MDSplus / mdsplus

The MDSplus data management system
https://mdsplus.org/
Other
74 stars 44 forks source link

Exceeding the limit of 64 concurrent mdsip connections causes a crash #2638

Open mwinkel-dev opened 1 year ago

mwinkel-dev commented 1 year ago

Affiliation MIT PSFC

Version(s) Affected Definitely occurs in alpha, likely in stable too.

Platform Ubuntu 20, however surely applies to all platforms

Describe the bug Attempted to create 100 concurrent mdsip connections (aka sockets) and found that MDSplus only supports 64 concurrent connections. Although it is unlikely that any customers will need more than 64 concurrent connections, nonetheless MDSplus shouldn't crash.

To Reproduce Steps to reproduce the behavior:

This bug was found while testing the IDL API (however it likely exists in all APIs). Run the following program at the IDL prompt.

pro loop64
   for i = 1, 100 do begin
      mysocket=-1
      mdsconnect, 'some_server', socket=mysocket
      print, mysocket
   endfor
end

Note that it generates the following output.

IDL> loop64
% Compiled module: LOOP64.
% Compiled module: MDSCONNECT.
% Compiled module: MDS_KEYWORD_SET.
           0
           1
           2
           3
etc.
          60
          61
          62
          63
E, 1169515:1169515, 1697052955.039341178: /tmp/x_markw/mw_alpha_2625_v4/mdsplus/mdstcpip/mdsipshr/GetMdsMsg.c:62 get_bytes_to() Connection(id=-1, state=0x00, protocol='tcp', info_name='tcp', version=0, user='(null)') error 0/48: Connection reset by peer
Error during login: recv NULL
% MDSCONNECT: Error connecting to some_server
% Execution halted at: LOOP64              4 /home/mwinkel/x_markw/v_idl/loop64.pro
%                      $MAIN$          
IDL> 

Expected behavior Instead of crashing, MDSplus should instead display an error message that explains that the limit has been exceeded. And that error message should appear in all APIs (Python, Java, and so forth). Also would be good to determine what is causing the limit (conjecture is that it is in the C code in mdsipshr). And to decided whether the limit should be increased, reduced or left as is.

Screenshots n/a

Additional context n/a

mwinkel-dev commented 1 year ago

Have not yet investigated and identified the root cause of this issue.

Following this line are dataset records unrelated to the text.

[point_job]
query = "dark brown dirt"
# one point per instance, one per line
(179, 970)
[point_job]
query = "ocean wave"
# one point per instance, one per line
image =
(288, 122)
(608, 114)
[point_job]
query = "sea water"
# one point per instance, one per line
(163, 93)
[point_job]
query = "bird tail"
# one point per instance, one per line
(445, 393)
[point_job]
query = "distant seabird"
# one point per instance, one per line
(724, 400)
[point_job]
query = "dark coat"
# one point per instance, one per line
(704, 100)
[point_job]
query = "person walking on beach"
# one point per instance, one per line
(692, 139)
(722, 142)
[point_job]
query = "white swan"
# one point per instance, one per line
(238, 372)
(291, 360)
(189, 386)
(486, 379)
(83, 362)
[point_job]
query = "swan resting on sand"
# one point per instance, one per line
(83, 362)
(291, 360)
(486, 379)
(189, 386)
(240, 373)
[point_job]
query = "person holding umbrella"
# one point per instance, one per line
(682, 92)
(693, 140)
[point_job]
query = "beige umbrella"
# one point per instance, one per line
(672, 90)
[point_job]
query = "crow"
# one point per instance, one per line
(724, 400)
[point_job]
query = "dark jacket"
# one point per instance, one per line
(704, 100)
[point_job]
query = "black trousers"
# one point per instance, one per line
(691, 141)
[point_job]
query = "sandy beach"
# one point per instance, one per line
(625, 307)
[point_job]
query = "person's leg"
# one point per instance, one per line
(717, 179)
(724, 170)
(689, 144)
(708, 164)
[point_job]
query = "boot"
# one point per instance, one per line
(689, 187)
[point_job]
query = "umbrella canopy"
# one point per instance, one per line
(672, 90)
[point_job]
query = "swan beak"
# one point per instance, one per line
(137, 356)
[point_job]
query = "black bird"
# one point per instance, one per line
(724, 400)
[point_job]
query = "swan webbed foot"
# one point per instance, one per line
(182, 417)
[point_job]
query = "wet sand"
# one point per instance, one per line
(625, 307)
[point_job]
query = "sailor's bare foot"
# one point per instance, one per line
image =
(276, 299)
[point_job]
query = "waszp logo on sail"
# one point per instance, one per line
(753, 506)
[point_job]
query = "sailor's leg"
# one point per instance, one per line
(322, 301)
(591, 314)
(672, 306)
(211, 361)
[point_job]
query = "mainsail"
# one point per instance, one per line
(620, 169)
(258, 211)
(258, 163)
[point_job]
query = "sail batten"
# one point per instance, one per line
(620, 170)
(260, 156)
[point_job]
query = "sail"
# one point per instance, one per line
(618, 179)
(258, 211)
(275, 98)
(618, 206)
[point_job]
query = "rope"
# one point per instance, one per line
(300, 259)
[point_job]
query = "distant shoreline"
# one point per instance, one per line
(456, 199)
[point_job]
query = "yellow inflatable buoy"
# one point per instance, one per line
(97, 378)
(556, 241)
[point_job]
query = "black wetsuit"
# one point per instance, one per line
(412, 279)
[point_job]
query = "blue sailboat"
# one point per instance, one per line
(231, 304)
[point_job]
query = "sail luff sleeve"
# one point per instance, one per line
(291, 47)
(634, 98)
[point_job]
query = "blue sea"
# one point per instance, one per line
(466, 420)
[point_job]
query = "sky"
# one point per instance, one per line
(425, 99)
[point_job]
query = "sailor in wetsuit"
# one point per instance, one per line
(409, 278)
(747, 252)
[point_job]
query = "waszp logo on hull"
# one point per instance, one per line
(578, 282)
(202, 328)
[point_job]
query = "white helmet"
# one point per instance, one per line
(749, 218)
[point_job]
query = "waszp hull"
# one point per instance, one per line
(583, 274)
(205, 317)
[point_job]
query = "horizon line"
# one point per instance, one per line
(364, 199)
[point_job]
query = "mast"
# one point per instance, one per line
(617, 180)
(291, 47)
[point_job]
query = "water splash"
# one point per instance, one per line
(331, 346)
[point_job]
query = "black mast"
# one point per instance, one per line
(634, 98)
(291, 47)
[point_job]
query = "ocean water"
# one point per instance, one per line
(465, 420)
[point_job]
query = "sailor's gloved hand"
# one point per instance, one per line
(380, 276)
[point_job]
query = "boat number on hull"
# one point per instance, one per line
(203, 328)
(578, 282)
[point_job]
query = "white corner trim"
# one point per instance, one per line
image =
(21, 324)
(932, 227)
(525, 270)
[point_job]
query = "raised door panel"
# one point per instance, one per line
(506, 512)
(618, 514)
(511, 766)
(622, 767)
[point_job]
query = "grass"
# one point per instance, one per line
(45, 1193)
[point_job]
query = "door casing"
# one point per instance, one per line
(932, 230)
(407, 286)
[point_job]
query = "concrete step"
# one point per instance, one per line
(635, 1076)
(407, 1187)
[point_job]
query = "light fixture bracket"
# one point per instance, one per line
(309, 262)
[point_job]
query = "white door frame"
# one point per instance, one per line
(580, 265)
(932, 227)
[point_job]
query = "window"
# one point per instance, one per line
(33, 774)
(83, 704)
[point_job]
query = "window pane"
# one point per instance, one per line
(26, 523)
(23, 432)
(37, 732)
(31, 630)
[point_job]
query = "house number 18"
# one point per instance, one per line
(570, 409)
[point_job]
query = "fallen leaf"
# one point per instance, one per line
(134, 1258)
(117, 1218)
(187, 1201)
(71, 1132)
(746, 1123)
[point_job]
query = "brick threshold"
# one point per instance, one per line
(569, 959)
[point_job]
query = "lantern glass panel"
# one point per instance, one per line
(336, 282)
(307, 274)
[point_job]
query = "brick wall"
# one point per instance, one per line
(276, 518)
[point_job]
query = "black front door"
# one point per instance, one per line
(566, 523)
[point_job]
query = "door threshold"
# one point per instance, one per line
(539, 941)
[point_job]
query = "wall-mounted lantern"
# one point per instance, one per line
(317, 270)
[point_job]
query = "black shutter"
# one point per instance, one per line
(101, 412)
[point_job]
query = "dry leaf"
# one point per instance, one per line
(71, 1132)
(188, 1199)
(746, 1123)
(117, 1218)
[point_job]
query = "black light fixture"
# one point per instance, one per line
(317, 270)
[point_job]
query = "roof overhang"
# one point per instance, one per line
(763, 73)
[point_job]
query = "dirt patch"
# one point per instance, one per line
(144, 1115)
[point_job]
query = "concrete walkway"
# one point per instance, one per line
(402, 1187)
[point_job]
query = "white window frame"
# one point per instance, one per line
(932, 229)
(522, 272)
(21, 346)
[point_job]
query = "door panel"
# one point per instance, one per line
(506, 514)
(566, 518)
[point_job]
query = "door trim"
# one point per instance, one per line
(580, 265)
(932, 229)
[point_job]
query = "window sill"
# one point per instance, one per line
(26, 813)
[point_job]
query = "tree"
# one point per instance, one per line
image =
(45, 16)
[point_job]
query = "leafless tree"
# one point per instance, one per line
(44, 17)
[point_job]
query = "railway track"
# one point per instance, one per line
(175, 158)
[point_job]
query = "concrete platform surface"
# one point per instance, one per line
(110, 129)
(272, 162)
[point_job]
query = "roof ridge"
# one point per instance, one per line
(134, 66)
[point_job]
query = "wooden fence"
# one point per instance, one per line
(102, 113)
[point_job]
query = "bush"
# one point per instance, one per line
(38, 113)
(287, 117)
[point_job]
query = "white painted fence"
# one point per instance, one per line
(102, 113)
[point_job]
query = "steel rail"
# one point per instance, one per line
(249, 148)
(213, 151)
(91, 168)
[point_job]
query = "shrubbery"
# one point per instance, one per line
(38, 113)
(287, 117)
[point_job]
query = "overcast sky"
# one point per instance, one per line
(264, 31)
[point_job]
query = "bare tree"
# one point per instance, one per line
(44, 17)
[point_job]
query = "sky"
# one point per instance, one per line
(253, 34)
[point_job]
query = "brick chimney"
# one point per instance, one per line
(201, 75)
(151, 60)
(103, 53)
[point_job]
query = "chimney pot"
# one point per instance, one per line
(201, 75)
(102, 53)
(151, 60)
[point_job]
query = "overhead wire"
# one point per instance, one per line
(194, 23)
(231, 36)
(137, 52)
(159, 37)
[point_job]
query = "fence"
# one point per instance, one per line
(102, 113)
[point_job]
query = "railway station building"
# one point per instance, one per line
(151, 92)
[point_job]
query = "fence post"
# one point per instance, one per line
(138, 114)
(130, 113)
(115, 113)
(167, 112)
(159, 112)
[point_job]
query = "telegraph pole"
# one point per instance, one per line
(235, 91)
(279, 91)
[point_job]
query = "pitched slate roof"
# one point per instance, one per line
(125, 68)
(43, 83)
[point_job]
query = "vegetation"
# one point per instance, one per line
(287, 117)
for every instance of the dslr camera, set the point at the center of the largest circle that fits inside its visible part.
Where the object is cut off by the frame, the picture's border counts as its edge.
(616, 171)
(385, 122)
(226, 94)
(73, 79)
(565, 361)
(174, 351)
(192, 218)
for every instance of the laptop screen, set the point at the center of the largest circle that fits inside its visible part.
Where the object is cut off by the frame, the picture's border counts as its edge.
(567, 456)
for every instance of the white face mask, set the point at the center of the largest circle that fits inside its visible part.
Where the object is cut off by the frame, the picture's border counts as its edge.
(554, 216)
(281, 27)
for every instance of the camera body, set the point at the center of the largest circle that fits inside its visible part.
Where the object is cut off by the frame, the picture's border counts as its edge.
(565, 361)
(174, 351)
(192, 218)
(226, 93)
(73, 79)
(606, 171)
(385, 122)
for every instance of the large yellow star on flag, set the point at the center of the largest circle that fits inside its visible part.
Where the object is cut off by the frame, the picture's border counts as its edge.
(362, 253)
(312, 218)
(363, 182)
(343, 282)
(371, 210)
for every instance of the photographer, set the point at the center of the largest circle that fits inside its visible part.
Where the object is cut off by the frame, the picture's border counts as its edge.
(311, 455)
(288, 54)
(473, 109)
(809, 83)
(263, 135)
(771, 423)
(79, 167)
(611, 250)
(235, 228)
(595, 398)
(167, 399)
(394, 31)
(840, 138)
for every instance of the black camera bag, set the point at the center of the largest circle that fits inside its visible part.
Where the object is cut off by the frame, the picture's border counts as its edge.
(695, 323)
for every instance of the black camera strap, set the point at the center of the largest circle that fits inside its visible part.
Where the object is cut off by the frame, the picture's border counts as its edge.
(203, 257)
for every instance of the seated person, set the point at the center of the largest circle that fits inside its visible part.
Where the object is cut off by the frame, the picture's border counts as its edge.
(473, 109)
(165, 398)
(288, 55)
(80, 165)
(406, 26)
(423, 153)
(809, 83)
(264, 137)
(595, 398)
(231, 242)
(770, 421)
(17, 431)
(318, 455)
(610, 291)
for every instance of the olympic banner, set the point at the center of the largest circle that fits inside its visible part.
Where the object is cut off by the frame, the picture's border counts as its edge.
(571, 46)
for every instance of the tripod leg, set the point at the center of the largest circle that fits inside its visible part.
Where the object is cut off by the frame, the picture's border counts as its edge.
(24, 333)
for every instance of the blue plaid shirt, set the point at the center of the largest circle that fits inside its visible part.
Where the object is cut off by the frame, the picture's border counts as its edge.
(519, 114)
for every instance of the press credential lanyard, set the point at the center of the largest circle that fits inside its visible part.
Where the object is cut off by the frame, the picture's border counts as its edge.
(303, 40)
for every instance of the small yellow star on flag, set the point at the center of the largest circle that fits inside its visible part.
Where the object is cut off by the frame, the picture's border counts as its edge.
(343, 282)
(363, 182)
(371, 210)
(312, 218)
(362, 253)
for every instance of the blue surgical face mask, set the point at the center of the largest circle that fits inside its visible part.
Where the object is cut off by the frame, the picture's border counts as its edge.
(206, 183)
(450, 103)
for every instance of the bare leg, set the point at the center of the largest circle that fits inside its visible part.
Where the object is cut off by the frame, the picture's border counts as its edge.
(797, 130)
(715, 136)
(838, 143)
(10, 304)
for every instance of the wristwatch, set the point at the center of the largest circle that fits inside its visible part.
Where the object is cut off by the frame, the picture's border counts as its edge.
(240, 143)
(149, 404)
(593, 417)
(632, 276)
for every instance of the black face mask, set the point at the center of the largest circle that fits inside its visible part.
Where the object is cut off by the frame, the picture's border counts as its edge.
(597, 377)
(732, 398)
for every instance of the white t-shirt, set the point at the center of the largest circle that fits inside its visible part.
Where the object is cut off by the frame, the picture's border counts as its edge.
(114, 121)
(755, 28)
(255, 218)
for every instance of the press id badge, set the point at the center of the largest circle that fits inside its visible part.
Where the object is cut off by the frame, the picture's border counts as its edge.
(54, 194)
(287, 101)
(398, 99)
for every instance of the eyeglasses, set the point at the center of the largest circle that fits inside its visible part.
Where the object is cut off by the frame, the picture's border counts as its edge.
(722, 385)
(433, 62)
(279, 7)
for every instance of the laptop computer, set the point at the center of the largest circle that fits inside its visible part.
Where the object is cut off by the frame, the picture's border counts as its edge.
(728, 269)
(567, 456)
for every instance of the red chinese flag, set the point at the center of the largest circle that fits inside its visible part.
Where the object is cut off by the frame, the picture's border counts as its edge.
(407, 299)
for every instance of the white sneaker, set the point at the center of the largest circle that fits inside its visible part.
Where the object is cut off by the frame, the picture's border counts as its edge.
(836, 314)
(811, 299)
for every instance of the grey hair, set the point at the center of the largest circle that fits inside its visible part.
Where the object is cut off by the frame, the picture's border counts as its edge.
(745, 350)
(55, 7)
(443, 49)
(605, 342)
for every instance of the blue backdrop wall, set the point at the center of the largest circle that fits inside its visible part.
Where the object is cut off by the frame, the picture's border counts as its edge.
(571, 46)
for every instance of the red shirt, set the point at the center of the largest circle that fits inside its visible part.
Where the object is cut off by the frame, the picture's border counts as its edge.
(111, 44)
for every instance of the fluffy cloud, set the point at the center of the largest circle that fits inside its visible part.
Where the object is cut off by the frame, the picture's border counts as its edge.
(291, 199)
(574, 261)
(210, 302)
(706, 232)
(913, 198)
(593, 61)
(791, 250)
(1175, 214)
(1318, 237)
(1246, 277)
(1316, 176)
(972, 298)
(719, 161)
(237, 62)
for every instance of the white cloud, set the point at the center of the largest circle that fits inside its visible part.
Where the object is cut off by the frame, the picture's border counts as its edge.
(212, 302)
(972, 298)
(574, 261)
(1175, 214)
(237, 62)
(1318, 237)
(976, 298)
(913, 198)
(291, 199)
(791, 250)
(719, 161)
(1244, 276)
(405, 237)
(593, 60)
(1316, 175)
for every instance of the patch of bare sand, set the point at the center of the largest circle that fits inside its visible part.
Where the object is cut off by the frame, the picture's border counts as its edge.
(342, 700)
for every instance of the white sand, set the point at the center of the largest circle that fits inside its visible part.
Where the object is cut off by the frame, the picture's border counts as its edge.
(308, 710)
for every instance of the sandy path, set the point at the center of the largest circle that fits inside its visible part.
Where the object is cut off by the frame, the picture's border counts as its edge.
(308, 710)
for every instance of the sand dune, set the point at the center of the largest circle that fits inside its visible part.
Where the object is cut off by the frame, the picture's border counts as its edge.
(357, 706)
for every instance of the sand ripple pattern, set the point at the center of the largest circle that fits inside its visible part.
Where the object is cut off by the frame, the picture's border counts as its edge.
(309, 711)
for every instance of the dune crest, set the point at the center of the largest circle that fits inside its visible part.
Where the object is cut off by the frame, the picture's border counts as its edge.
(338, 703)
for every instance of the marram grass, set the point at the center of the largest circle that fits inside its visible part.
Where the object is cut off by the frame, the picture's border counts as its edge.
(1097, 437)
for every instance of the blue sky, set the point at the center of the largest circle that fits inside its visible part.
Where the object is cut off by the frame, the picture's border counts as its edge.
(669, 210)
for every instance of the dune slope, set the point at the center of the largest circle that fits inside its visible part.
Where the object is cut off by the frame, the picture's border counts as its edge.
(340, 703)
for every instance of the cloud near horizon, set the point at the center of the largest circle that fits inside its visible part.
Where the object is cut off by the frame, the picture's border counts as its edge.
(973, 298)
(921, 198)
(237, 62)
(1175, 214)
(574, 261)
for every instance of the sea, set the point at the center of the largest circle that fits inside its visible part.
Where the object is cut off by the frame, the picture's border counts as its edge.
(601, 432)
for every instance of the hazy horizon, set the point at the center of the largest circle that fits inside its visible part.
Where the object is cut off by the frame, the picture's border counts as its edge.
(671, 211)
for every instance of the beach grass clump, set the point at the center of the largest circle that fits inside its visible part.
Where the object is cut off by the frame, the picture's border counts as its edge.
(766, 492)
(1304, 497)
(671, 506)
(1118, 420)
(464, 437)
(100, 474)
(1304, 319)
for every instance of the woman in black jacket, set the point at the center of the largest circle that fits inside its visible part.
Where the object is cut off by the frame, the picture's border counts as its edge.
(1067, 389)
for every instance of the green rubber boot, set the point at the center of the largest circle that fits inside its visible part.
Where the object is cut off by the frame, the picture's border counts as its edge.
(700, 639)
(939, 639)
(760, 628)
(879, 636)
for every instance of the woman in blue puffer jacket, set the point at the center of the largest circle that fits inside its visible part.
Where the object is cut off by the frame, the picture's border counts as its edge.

However, did notice that the behavior changed when pointed the test to a different mdsip server. Must compare the configurations of the two servers to see why the above test fails on the first server but passes on the second server.

mwinkel-dev commented 1 year ago

There is already a test case for this bug in the IDL test harness.

mwinkel-dev commented 1 year ago

Checked the systemd config files on the mdsip server that fails the 64 concurrent connections test. No obvious limits spotted.

Also, PR #2644 made no difference in the limit.